Synthetic data can also be customized to fit certain conditions, making sure it includes the right demographic mix or balance of medical conditions. Johnson says this is where the real value comes in, because researchers can use the tools to fine tune their queries and testdifferent variables without needing access to the real data set.
“When you're playing in a synthetic environment, you can play with your cohort a little bit to make sure you're asking the right question. I think that's huge,” she said. This is particularly useful for researchers as they develop project proposals and grant applications. They can access the synthetic data environment and see if a given research question is feasible, or even just to verify a hunch before requesting access to the real thing, if at all.
“If I have a feasibility question for a research study, I don't necessarily need to go into the medical record to determine if I have the right population and the right variables available to answer that question,” Johnson said. “Or, when you're writing a grant, you don't need to have the exact numbers yet. You just need the numbers to tell the story to secure the grant and make sure it's legitimate. So, synthetic data reduces risk there too.”
Improving quality of care
Clinicians and administrators across the health system have already used MDClone to optimize care processes, improve workflows, and identify high-risk patients earlier for preventive care. Financial gains can follow these improvements by reducing readmissions, reducinglow-value care, and finding patients in need of evidence-based procedures.
Andrew Davis, MD, MPH, a Clinical Professor of Medicine and early adopter of the MDClone tools, says the platform gives clinicians a rapid and powerful way to improve medical care by zeroing in on the right patients. “It really reduces our time to insights,” he said. “The synthetic data allows you to ask questions very quickly and explore hypotheses.”
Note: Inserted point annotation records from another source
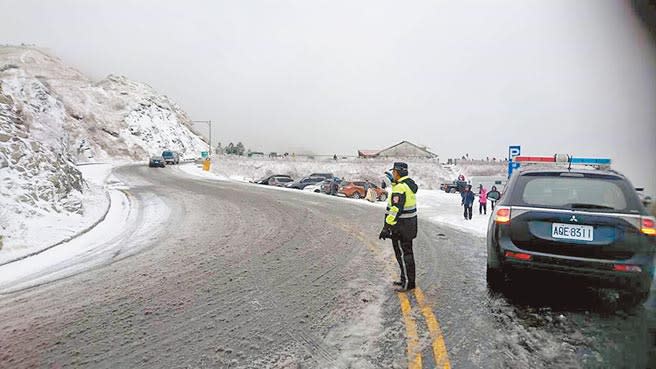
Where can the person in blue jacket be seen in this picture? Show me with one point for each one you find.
(468, 201)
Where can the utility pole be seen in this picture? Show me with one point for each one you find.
(209, 123)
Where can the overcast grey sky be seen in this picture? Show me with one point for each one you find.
(336, 76)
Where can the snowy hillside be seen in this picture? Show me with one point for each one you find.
(113, 118)
(428, 173)
(53, 118)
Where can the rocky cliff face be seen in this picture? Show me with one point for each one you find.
(52, 117)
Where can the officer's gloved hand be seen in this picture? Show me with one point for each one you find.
(385, 233)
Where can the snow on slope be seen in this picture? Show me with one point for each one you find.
(428, 173)
(114, 118)
(51, 118)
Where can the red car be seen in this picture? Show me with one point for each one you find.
(356, 190)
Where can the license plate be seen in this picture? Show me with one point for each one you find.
(572, 231)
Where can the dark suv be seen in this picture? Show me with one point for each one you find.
(171, 157)
(589, 224)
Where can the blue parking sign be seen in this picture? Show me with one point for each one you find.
(513, 152)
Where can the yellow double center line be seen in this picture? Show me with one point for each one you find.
(414, 347)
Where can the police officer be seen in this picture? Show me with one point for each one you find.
(401, 223)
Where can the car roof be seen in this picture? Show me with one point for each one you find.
(556, 171)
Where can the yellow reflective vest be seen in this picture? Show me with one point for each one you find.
(402, 202)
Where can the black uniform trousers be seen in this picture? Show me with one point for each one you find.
(406, 259)
(402, 235)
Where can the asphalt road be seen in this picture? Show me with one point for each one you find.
(241, 276)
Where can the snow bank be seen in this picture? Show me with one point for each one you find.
(51, 118)
(428, 173)
(433, 205)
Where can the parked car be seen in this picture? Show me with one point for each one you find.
(280, 181)
(588, 225)
(171, 157)
(157, 161)
(330, 186)
(303, 182)
(356, 190)
(313, 188)
(324, 175)
(275, 178)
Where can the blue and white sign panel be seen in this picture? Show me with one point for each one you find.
(513, 152)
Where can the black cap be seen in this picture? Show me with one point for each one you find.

For example, doctors looking to improve care for patients with heart failure could build a query to see how many patients (or their representative synthetic avatars) are taking the medications recommended by national guidelines, which are known to reduce hospital admissions and mortality. If they see a pattern that certain medications are underprescribed in primary care, or some patients are not being referred to a specialist, clinical leaders can then explore options for reaching out to real patients who match these criteria and see how they can help. Maybe the medications are too expensive, or a repeat referral needs to be made.
“Now you have the ability to understand who's receiving appropriate care, and if they're not, to look for ways to work with clinics and doctors to better educate patients and help keep them out of the hospital,” Davis said.
Davis, who was a former Associate Vice-Chair for Quality in the Department of Medicine, said these data tools are an exciting opportunity to leverage promising new technologies, while honoring clinical experience and insights.
“I’ve been doing quality improvement work for over 30 years, and this feels different,” he said. “As much as we would like to think that AI alone is going to revolutionize medicine, it needs to be done in coordination with people who understand clinical care and have a long experience working with patients to optimize their health.”